Książki które kochamy May 2014 | Page 27

To tylko garaż, kupa drewna i narzędzi. Nie wiem, co w tym takiego fascynującego, ale nie dyskutuję, ponieważ kiedy ona przygląda się wszystkiemu dokoła, ja mogę przyglądać się jej. Znów nie ma makijażu, włosy ściągnęła do tyłu, więc widać jej twarz. Nawet na obiedzie u Drew wystąpiła w pełnym rynsztunku: czarna kredka, ciemnoczerwone usta, cały zestaw. Wygląda to okropnie, szczególnie, kiedy się wie, co jest pod spodem.

Nie jest aż tak spocona i zdyszana jak wtedy, ale z pewnością biegała. Ciekawe, czy biega co wieczór. Jej nogi to same mięśnie, ramiona podobnie. Zupełnie nie pasują do twarzy, która przypomina te porcelanowe lalki, nadal leżące na półkach w pokoju mojej siostry. Dziecinna. Gładka, twarda, nieskazitelna i wrażliwa.

Przechadza się dokoła, przesuwa ręką wzdłuż blatów, zatrzymuje się koło imadła, przyczepionego na brzegu jednego ze stołów. Obraca je kilka razy, patrzy, jak imadło się zamyka, a potem wsuwa dłoń do środka, nie przestaje zaciskać. Nie jestem w stanie się poruszyć, zastanawiam się, co ona wyprawia, a ona nie przestaje, imadło zwiera się coraz mocniej dokoła jej dłoni i nie wiem, jak długo jeszcze mogę nie reagować, kiedy mam zerwać

się z miejsca i zapytać, czy całkiem jej odwaliło. Powoli dociera do mnie, że właśnie patrzę, jak laska miażdży własną rękę – a może nie, chyba jeszcze sama nie zdecydowała. Zatrzymuje się w ostatniej chwili, rozkręca imadło, tylko trochę, tak by wyjąć rękę, a potem wraca do oględzin garażu.

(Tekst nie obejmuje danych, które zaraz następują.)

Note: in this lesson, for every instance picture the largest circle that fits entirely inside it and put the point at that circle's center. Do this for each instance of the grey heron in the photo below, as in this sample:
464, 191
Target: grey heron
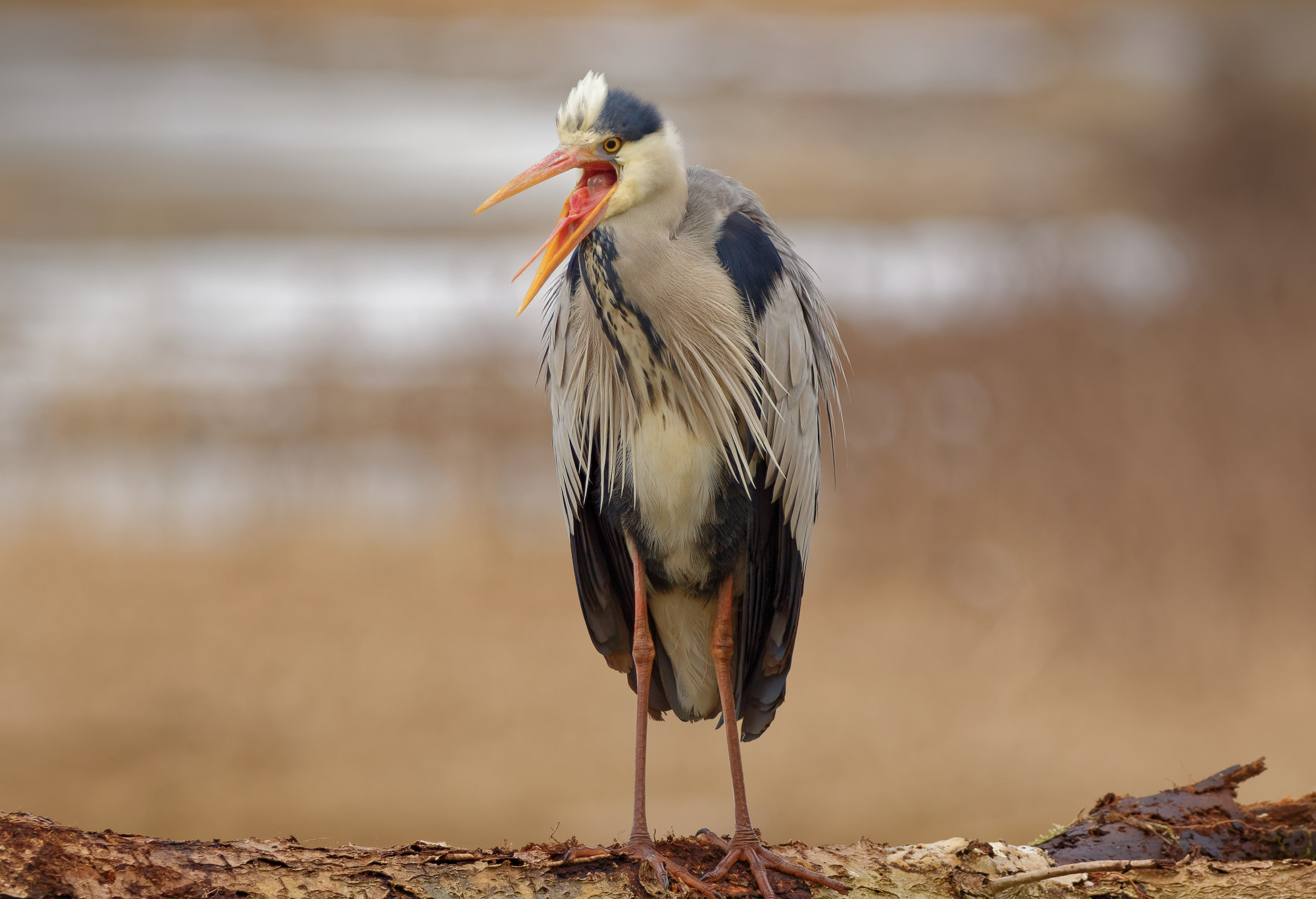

Odwracam wzrok i zaczynam przeszukiwać te same szuflady, które przeszukałem już dwa razy. Przesuwam się sukcesywnie wzdłuż blatu, biegnącego dokoła garażu. Zbudowaliśmy go razem, tata i ja, wiele lat temu. Mark Bennett twierdził, że powierzchni do pracy nigdy dosyć. Zbudowaliśmy, więc tyle, ile tylko dało się zmieścić. Może po prostu potrzebowaliśmy jakiegoś zajęcia.

Stoję plecami do niej, ale słyszę, jak się porusza, kiedy się odwracam, siedzi na blacie po przeciwnej stronie. Usiadła sobie, rozgościła się. Okej. Tylko, że trochę świruję, kiedy ona tak na mnie patrzy. Bo to właśnie robi w tej chwili. Obserwuje mnie i nawet nie próbuje tego ukryć. Chciałbym wrzasnąć, kazać jej się wynosić, a jednocześnie chcę, żeby została. Kretyn.